Update docs based on feedback and add missing results directories

2024-11-21 22:16:05 +00:00 · 2023-03-12 08:35:45 +01:00 · 2023-03-12 08:35:45 +01:00 · e49668005f
commit e49668005f
parent efa398edab
4 changed files with 61 additions and 26 deletions
--- a/docs/output.md
+++ b/docs/output.md
@ -35,14 +35,18 @@ The pipeline is built using [Nextflow](https://www.nextflow.io/) and processes d
 - [MultiQC](#multiqc) - Aggregate report describing results and QC from the whole pipeline
 - [Pipeline information](#pipeline-information) - Report metrics generated during the workflow execution

+![](images/taxprofiler_tube.png)
+
 ### FastQC or Falco

 <details markdown="1">
 <summary>Output files</summary>

- `fastqc/`
-  - `*_fastqc.html`: FastQC or Falco report containing quality metrics.
-  - `*_fastqc.zip`: Zip archive containing the FastQC report, tab-delimited data file and plot images (FastQC only).
+- `{fastqc,falco}/`
+  - {raw,preprocessed}
+    - `*html`: FastQC or Falco report containing quality metrics in HTML format.
+    - `*.txt`: FastQC or Falco report containing quality metrics in TXT format.
+    - `*.zip`: Zip archive containing the FastQC report, tab-delimited data file and plot images (FastQC only).

 </details>

@ -186,9 +190,12 @@ It is used with nf-core/taxprofiler to allow removal of 'host' (e.g. human) and/
 <summary>Output files</summary>

 - `bowtie2/`
-  - `<sample_id>.bam`: BAM file containing reads that aligned against the user-supplied reference genome as well as unmapped reads
-  - `<sample_id>.bowtie2.log`: log file about the mapped reads
-  - `<sample_id>.unmapped.fastq.gz`: the off-target reads from the mapping that is used in downstream steps.
+  - `build/`
+    - `*.bt2`: Bowtie2 indicies of reference genome, only if `--save_hostremoval_index` supplied.
+  - `align/`
+    - `<sample_id>.bam`: BAM file containing reads that aligned against the user-supplied reference genome as well as unmapped reads
+    - `<sample_id>.bowtie2.log`: log file about the mapped reads
+    - `<sample_id>.unmapped.fastq.gz`: the off-target reads from the mapping that is used in downstream steps.

 </details>

@ -210,7 +217,10 @@ It is used with nf-core/taxprofiler to allow removal of 'host' (e.g. human) or o
 <summary>Output files</summary>

 - `minimap2`
-  - `<sample_id>.bam`: Alignment file in BAM format containing both mapped and unmapped reads.
+  - `build/`
+    - `*.mmi2`: minimap2 indicies of reference genome, only if `--save_hostremoval_index` supplied.
+  - `align/`
+    - `<sample_id>.bam`: Alignment file in BAM format containing both mapped and unmapped reads.

 </details>

@ -243,13 +253,31 @@ This directory will be present and contain the unmapped reads from the `.fastq`
 <details markdown="1">
 <summary>Output files</summary>

- `samtoolsstats`
+- `samtools/stats`
  - `<sample_id>.stats`: File containing samtools stats output.

 </details>

 In most cases you do not need to check this file, as it is rendered in the MultiQC run report.

+### Run Merging
+
+nf-core/taxprofiler offers the option to merge FASTQ files of multiple sequencing runs or libraries that derive from the same sample, as specified in the input samplesheet.
+
+This is the last preprocessing step, so if you have multiple runs or libraries (and run merging turned on), this will represent the final reads that will go into classification/profiling steps.
+
+<details markdown="1">
+<summary>Output files</summary>
+
+- `run_merging/`
+  - `*.fastq.gz`: Concatenated FASTQ files on a per-sample basis
+
+</details>
+
+Note that you will only find samples that went through the run merging step in this directory.

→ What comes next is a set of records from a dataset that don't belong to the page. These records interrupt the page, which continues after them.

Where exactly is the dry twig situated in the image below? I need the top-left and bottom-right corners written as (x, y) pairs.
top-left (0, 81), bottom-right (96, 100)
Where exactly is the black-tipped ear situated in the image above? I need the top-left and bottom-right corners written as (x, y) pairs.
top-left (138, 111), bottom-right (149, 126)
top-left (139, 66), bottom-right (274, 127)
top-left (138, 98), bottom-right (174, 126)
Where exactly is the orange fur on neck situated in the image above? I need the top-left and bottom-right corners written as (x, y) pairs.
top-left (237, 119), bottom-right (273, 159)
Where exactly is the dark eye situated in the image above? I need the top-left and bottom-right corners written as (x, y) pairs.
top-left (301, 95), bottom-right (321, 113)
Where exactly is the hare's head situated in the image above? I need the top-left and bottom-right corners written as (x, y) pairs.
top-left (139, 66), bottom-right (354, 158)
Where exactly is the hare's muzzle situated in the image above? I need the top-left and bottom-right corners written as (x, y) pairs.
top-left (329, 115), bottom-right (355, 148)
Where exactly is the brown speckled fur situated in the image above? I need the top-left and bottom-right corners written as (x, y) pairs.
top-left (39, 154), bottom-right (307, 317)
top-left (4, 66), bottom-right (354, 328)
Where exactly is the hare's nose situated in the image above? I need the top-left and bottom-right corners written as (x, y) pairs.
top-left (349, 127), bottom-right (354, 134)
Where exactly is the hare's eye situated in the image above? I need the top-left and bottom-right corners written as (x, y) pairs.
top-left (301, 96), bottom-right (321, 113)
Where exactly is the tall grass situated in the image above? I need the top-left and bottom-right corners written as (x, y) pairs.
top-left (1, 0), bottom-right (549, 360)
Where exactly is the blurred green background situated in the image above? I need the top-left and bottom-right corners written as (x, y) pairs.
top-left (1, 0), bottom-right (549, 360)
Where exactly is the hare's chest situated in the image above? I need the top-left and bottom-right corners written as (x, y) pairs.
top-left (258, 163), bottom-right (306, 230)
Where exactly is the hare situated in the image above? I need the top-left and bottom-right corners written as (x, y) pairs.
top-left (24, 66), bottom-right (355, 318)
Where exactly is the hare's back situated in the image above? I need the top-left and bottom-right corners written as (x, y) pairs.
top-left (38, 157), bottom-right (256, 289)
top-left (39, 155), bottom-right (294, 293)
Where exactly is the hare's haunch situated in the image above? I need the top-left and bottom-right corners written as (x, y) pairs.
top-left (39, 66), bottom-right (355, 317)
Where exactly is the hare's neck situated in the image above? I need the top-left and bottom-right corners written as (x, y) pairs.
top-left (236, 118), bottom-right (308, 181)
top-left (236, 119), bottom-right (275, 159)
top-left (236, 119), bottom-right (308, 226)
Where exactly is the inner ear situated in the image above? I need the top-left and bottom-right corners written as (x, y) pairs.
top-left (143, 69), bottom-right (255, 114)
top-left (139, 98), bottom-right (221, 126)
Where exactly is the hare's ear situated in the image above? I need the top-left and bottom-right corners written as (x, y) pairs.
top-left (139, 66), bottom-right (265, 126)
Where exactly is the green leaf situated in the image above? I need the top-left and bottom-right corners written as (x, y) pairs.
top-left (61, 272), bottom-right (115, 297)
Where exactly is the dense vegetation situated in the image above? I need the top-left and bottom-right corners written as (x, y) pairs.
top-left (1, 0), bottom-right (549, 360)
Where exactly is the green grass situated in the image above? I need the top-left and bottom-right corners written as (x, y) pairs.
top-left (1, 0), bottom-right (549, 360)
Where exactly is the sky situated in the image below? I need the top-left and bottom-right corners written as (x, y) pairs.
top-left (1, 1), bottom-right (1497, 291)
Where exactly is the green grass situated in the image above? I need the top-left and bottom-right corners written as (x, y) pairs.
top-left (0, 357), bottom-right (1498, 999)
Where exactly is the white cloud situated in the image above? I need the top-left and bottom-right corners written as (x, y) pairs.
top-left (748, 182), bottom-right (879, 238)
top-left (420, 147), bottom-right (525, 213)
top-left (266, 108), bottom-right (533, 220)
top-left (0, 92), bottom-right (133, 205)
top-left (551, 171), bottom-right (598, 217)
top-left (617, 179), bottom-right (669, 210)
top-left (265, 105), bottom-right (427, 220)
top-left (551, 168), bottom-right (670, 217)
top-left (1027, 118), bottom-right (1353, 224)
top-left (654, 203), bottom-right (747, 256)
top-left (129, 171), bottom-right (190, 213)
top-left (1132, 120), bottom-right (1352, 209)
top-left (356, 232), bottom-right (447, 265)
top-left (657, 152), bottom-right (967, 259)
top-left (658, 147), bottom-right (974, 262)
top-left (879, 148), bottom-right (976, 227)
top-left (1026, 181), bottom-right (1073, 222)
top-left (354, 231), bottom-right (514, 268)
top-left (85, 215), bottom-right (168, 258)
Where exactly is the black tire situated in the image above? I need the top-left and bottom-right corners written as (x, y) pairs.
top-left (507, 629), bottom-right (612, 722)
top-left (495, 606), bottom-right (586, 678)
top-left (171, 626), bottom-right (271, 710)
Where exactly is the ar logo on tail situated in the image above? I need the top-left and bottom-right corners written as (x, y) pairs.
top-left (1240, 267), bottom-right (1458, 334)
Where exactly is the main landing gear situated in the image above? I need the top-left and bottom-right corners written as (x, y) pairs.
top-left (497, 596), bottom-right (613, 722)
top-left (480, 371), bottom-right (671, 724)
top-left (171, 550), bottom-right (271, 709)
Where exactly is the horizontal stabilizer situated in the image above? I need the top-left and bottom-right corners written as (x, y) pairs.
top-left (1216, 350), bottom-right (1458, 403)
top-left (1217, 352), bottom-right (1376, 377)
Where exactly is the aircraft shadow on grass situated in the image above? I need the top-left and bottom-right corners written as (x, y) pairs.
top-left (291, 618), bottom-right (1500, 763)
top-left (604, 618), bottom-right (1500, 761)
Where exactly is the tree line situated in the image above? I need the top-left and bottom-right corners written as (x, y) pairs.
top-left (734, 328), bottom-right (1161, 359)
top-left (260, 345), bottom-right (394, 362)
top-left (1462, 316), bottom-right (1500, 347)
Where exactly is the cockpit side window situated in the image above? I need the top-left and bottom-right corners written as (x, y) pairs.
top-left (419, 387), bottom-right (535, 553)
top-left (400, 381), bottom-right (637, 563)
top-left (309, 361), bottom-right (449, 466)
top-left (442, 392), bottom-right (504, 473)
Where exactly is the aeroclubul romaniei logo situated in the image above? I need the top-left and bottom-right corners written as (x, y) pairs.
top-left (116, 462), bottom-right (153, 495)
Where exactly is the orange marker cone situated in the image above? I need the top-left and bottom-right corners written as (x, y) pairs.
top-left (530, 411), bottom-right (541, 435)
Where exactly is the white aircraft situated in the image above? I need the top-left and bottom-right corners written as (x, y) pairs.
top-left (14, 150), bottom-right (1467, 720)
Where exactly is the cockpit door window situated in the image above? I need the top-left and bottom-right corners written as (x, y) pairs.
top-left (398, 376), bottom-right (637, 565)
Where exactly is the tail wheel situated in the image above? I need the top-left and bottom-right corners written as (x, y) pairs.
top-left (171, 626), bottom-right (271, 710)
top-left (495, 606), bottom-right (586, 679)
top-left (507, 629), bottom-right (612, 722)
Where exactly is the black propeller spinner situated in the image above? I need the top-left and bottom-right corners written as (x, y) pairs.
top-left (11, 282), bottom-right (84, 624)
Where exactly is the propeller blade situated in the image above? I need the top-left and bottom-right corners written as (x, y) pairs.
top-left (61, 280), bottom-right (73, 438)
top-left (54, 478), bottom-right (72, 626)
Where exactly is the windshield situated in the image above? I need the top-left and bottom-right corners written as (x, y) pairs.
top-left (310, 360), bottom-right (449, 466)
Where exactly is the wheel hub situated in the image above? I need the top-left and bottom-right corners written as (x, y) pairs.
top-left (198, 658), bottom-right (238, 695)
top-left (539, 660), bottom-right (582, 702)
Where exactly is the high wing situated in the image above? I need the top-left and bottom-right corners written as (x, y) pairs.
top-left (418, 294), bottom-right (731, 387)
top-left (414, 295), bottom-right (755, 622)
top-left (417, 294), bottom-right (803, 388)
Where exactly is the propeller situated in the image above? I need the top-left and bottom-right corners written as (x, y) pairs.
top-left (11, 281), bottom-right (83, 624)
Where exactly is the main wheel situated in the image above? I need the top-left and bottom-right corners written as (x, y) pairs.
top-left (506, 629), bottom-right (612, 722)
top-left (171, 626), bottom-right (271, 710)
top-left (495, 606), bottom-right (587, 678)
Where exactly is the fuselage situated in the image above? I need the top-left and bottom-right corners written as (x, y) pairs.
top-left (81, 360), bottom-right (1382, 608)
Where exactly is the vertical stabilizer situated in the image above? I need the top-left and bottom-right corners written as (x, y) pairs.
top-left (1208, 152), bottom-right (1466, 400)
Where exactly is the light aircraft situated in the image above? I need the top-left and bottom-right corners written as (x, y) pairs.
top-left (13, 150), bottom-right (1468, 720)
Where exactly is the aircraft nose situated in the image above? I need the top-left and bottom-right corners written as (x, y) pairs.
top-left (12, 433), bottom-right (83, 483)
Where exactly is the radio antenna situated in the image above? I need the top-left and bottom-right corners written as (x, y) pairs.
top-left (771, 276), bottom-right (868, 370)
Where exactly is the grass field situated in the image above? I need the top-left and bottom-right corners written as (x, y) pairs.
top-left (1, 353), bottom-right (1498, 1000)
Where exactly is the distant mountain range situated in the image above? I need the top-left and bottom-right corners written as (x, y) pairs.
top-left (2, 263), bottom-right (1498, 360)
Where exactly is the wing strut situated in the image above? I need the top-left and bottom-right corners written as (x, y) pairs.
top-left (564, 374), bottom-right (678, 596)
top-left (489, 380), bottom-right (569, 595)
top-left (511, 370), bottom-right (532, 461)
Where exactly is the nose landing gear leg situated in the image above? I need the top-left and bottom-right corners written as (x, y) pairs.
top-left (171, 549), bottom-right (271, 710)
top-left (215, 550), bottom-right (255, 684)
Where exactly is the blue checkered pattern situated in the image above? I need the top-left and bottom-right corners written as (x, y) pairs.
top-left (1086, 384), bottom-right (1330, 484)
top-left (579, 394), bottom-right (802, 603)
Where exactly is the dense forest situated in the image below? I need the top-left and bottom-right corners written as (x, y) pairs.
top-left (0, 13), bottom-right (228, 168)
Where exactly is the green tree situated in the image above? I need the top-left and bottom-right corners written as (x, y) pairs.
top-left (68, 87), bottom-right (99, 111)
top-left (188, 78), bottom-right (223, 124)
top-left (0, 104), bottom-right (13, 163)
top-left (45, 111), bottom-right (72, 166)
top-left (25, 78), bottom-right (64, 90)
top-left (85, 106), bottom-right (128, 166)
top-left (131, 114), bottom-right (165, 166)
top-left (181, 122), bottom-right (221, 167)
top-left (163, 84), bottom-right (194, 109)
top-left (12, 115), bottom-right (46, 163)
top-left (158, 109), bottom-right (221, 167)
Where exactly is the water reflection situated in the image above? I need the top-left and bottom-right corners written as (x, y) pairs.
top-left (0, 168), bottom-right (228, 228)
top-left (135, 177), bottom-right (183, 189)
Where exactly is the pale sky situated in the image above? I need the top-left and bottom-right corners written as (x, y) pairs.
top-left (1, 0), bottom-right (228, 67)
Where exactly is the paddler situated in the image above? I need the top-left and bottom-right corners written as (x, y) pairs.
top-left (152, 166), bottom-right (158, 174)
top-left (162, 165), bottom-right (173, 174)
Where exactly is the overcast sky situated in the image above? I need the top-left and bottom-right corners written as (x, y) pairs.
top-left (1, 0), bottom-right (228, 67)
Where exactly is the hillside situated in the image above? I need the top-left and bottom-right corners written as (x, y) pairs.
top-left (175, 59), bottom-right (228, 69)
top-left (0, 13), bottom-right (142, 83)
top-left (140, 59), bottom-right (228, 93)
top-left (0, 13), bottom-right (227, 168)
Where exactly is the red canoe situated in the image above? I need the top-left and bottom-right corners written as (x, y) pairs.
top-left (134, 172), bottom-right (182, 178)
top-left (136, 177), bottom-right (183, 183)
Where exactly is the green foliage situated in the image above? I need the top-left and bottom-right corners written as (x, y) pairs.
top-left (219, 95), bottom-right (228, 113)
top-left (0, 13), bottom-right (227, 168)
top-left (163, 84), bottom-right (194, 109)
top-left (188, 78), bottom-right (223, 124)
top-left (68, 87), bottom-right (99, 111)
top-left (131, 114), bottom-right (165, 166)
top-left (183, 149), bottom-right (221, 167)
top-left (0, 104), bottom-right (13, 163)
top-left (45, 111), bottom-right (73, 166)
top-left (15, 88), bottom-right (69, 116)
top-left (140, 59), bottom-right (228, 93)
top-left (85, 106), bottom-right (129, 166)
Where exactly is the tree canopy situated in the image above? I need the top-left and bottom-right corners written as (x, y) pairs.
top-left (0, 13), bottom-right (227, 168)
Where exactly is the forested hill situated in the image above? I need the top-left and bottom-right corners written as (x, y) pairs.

For samples that had a single run or library will not go through this step of the pipeline and thus will not be present in this directory.
+
+⚠️ You must make sure to turn on the saving of the reads from the previous preprocessing step you may have turned on, if you have single-run or library reads in your pipeline run, and wish to save the final reads that go into classification/profiling!
+
 ### Bracken

 [Bracken](https://ccb.jhu.edu/software/bracken/) (Bayesian Reestimation of Abundance with Kraken) is a highly accurate statistical method that computes the abundance of species in DNA sequences from a metagenomics sample. Braken uses the taxonomy labels assigned by Kraken, a highly accurate metagenomics classification algorithm, to estimate the number of reads originating from each species present in a sample.
--- a/docs/usage.md
+++ b/docs/usage.md
@ -89,7 +89,9 @@ The pipeline takes the paths and specific classification/profiling parameters of

 > ⚠️ To allow user freedom, nf-core/taxprofiler does not check for mandatory or the validity of non-file database parameters for correct execution of the tool - excluding options offered via pipeline level parameters! Please validate your database parameters (cross-referencing [parameters](https://nf-co.re/taxprofiler/parameters, and the given tool documentation) before submitting the database sheet! For example, if you don't use the default read length - Bracken will require `-r <read_length>` in the `db_params` column.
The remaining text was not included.